In his experience, this kind of ''mini outbreak'' in the city is a once-in-a-decade event.
Sandflies, which are correctly known as biting midges, are most common around coastal lagoons, estuaries, mangrove swamps and tidal flats.
They lay their eggs in mud, decaying leaf litter and damp soil. For the larvae that hatch to thrive and turn into pupae, there must be a high moisture content in the surrounding area.
Mr Robinson said that recent rain had saturated the soil across Sydney, apparently allowing the midges to spread beyond their traditional habitats.
Their life cycle takes between three and 10 weeks, and it is the female adults that feed on our blood to obtain protein to produce eggs.
Sandflies usually stay near their breeding grounds.
''But whenever there is wind blowing from the east you get some blowing inland,'' Mr Robinson said. ''If they find suitable conditions to lay eggs, they will.''
People who live in sandfly-infested areas build up some immunity, and so it is tourists and newcomers to an area who are usually most affected, the department of medical entomology at Westmead Hospital said.
Some sensitive people can develop severe local reactions and blisters that can last days or even weeks, and they may require treatment with antihistamines.

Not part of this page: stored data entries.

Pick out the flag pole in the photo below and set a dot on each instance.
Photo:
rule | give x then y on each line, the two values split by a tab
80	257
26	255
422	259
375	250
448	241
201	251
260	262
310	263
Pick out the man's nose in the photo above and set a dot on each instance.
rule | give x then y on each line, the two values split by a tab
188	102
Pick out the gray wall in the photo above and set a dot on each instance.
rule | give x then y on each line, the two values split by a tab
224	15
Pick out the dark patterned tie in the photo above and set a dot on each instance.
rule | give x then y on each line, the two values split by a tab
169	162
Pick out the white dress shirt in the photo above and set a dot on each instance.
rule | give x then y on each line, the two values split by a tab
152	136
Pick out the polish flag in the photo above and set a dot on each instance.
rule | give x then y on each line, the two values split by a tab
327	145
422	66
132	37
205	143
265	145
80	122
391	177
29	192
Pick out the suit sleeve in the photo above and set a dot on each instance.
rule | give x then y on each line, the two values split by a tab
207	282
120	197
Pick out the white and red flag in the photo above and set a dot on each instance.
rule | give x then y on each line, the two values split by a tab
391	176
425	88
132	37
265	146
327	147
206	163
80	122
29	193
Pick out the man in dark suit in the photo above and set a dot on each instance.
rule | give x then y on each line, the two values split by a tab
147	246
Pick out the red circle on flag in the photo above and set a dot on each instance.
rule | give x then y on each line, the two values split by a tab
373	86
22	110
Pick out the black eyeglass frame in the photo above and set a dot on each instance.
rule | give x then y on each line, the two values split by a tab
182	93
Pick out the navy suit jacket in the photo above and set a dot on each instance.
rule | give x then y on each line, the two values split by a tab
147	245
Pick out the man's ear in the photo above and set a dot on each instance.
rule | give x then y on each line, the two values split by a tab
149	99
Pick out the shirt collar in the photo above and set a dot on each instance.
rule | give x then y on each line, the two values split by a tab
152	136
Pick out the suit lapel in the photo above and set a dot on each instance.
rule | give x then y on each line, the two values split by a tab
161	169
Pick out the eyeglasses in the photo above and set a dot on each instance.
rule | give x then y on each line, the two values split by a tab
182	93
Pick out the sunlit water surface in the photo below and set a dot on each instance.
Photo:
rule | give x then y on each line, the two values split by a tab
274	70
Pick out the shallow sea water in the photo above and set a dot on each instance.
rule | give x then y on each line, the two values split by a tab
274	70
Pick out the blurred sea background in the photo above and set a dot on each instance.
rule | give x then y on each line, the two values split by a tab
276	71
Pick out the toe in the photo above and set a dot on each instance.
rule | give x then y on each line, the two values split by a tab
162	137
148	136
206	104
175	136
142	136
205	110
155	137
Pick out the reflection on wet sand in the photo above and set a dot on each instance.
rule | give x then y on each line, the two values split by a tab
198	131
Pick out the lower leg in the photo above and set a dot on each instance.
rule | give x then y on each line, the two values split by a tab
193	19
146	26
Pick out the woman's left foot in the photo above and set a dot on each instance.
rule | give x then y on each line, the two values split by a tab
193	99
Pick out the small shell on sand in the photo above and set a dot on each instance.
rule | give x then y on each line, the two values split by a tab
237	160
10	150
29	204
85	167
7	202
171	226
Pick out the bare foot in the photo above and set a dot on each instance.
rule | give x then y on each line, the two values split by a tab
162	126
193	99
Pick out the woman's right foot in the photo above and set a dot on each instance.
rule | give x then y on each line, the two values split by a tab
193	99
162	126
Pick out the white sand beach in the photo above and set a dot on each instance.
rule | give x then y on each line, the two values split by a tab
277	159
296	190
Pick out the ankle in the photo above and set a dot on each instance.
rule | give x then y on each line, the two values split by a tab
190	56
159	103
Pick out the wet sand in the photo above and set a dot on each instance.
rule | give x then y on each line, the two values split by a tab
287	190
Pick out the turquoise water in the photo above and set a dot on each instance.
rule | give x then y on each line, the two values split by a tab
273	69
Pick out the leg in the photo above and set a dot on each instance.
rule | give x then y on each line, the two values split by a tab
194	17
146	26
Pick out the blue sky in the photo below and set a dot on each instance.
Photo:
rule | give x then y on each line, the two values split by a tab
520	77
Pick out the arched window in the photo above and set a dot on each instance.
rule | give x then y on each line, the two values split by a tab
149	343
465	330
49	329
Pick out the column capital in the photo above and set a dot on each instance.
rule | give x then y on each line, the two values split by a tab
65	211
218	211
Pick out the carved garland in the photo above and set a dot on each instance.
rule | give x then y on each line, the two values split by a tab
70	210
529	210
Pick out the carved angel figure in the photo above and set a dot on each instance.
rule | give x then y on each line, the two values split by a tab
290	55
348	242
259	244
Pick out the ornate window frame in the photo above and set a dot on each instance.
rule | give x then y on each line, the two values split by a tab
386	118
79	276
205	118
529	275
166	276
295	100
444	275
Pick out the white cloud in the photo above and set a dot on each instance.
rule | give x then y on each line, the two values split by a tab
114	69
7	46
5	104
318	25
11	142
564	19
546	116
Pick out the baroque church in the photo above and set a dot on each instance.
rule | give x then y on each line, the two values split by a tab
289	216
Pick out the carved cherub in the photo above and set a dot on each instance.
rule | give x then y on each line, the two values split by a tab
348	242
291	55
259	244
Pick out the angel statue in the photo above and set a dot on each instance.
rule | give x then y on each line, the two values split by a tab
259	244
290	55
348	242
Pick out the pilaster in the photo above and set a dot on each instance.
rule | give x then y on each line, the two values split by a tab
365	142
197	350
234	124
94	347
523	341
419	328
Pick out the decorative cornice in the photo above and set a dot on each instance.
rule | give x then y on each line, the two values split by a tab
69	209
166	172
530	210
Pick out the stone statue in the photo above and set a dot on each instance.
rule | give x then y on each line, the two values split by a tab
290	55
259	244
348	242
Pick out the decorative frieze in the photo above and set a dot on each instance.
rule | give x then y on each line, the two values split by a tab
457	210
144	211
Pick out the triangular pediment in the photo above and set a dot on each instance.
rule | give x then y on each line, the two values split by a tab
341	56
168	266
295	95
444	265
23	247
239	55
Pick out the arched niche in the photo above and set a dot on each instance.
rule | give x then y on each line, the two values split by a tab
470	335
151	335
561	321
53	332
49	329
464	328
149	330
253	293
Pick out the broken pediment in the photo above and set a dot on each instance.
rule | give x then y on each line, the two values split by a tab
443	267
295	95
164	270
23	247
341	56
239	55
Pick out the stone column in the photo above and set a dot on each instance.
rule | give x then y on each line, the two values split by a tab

A cold snap or dry conditions could spell the end for roving sandflies.
Meanwhile, scientists are placing a flock of chickens around 10 northern Victorian towns under a government-funded program to test for the spread of mosquito-borne viruses.
The chickens are being bitten by south-bound mosquitoes and scientists will check them for such viruses as Barmah forest virus and the potentially fatal Murray Valley encephalitis.